Whether you support primaries or conventions is immaterial. I myself have mixed feelings on these processes and have written about their pros and cons. This is about preventing a full scale civil war within the Republican Party of Virginia. Yes, it is true that conservatives tend to prefer conventions and moderates tend to prefer primaries. Therefore it is understandable that if moderates control the SCC we’ll have primaries and if conservatives control the SCC we’ll have conventions.
Fine. However, conservatives, who are just as active and contributory to the Republican Party of Virginia as any other faction, have been laboring under the agreement that the Governors primary would be a convention.
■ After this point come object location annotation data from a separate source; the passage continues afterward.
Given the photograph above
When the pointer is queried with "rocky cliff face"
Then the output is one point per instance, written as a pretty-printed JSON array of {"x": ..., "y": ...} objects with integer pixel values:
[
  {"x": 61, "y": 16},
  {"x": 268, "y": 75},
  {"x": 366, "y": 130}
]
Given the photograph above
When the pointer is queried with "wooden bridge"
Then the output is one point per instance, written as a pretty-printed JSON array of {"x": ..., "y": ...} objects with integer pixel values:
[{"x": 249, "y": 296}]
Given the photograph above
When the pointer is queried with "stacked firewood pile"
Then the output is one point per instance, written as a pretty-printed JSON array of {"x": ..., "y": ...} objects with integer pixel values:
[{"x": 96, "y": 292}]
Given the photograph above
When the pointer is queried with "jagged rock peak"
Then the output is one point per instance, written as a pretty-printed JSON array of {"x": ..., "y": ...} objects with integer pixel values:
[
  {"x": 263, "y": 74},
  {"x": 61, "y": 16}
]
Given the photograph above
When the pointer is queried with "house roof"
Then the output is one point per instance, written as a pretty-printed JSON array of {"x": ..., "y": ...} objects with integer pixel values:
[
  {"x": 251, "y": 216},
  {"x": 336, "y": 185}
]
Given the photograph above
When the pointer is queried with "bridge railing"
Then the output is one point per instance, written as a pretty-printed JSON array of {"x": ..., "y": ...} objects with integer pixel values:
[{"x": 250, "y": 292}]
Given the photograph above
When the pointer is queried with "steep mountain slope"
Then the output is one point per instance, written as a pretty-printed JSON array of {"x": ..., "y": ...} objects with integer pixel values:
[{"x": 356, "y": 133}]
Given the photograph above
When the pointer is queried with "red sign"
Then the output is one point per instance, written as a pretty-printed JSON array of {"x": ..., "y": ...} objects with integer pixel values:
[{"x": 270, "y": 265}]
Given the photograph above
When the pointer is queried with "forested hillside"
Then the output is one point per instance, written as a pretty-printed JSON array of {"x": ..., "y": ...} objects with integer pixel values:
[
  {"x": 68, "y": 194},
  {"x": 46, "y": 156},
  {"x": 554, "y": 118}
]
It was an olive branch extended to unify the party. Reneging on this agreement will certainly tear it asunder.
There are many pro-convention conservatives, populists, and alt-right (whatever that is) folks with whom I disagree on a great plethora of issues, but this is not about Sharks and Jets and one side of the party against the other. If future SCC’s, absent agreed upon compromises, decide to support primaries, I will happily accept their decision. If the State Legislature decided to institute party registration in the Commonwealth, I would even more happily accept that decision. The decision the SCC makes this coming Saturday will determine if we have one Republican Party or two.
While proponents of primaries may understand that voting on primaries before the election could destroy Trump’s chances of winning Virginia, waiting until after the election won’t make matters any better. This Saturday, the SCC can vote for a convention or we can anticipate years of rancorous antipathy.
“Party Unity” is a tenuous and fragile thing. It requires men and women of character on both sides of the divide to carefully consider compromise, open to trusting that the other side will behave with the same level of decorum and integrity. I am fully aware that neither side has much reason to trust the other and that lapses in integrity are not simply the condition of moderates. I do not wish to hate or personally dislike anyone in the Republican Party and I feel that compromise is healthy and important. This is not, after all, the Republican Party of Steven Brodie Tucker. This is the Republican Party of Virginia.
Renege on this deal, however, and there will be hell to pay.
First, public opinion is that primaries favor Ed Gillespie, who is an incredibly kind, intelligent, and skillful potential politician. He has successfully reached out to conservatives, to the TEA Party, and to hundreds of invested Republican activists across the Commonwealth. If the SCC goes back on their word, large minorities of Republicans will view this as “a dirty trick” to help Gillespie (who, if we’re honest, doesn’t require the aid of the SCC). For an entire year we will listen to wave after wave of complaint that Mike Thomas and Ed Gillespie subverted the will of the people and stole the election. This will spill over into other campaigns with other candidates tied to organizations connected to Thomas and Gillespie.
The divisions in the Republican Party will deepen and activists on both sides will become more entrenched and intransigent. Which begs the question – what the hell are they thinking? If the SCC delays the vote or if the SCC votes for a primary, I will of course participate and will, of course, happily support the nominee, but I’ll also support any opposition to any SCC member that votes for a primary in future elections in any and every district in the Commonwealth. Truthfully, my attitude is the least tense, the least problematic for the party. It’s the thousands of Republicans who will stay home in 2017, ruining the chances of our Lieutenant Governor and Attorney General nominees, that represent the real consequence and danger of this decision.
I just wrote an article aimed at fervent Donald Trump supporters, asking them to build bridges with the rest of the party instead of burning those bridges to the ground. So tonight, I ask the State Central Committee to do the same. Honor your agreements. Like William Wallace said to Robert “The Bruce” in Braveheart, “Unite Us! Unite the Clans!”.
At this point, truly, we have no other option. It’s convention or chaos. Let the SCC decide.